Maina on the other hand is caught up in uncertainty over the manner she left her last public employment at National Museums of Kenya.

“The panel appears to have done a fairly good job given the strict timelines. I fault the President for his failure to strictly follow the rankings as presented to him and for failing to consider all regions. These are elections and every region wants to feel to be part of this,” Mohamed said.

Andrew Franklin, the American security expert who applied for both chair and member was not surprised at the revelations published yesterday in Standard on Saturday. He said his biggest disappointment was with the over 700 Kenyans who applied but kept off once they were knocked out.
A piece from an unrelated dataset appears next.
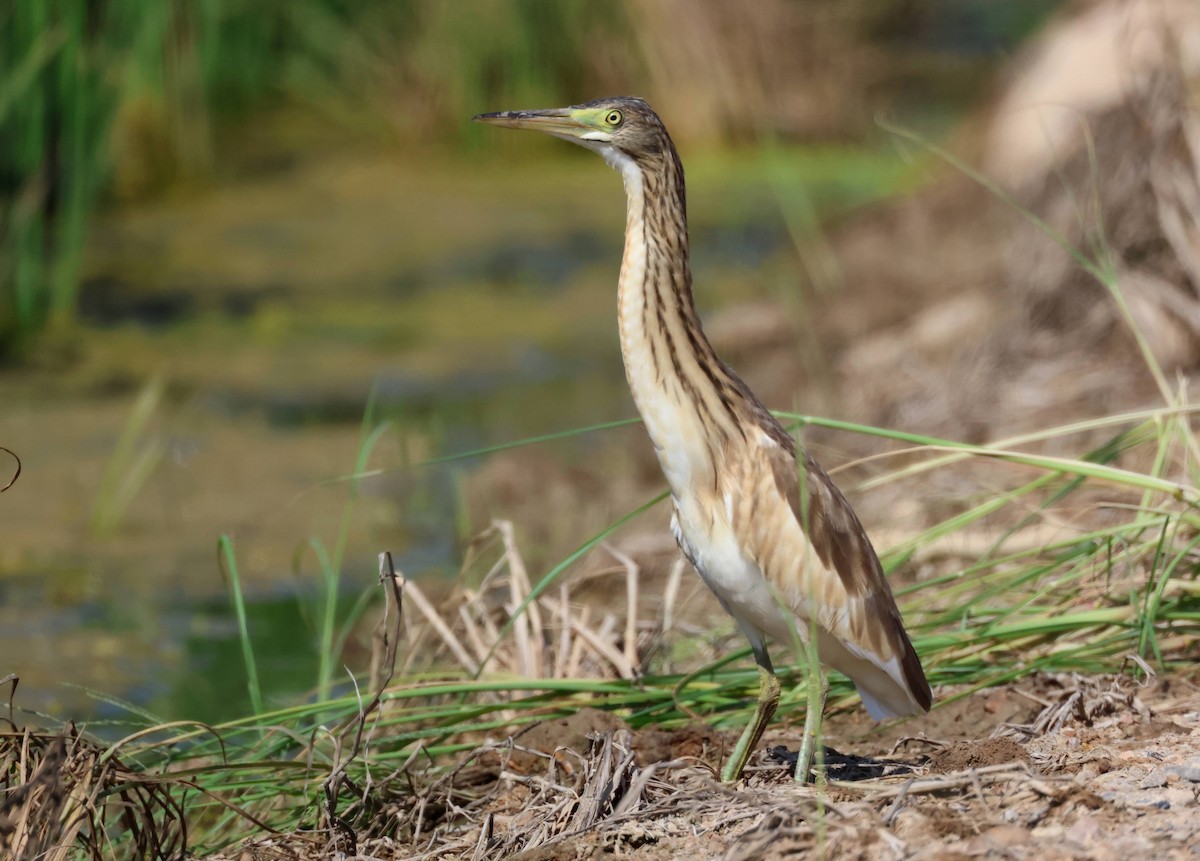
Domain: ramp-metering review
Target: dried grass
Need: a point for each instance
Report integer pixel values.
(61, 794)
He said the country was “playing games” as though no election was coming up and as though it had not learnt any lessons from past elections.

“It’s amazing that over 700 qualified Kenyans applied, were dismissed without any justification given to them and they kept off. They never bothered to find out on what basis they were left out but simply moved on," Franklin said. "These are the things which emboldened the panelists to play the games we read."

He claimed he will officially petition the US administration (when Donald Trump takes office) to stop funding Kenya’s electoral process on the basis of a dubious selection process. He was not short-listed for either positions.

Pollster Tom Wolf said on the basis of the reports, the process appeared to have been “horribly managed.” He was shocked at the variation of scores given by panelists  to the same candidates.

“Were they really sitting in the same interviews and exactly what was the criteria for awarding the marks? These are the questions the panel would do well to answer so as to put to rest any fears that might arise,” Wolf said.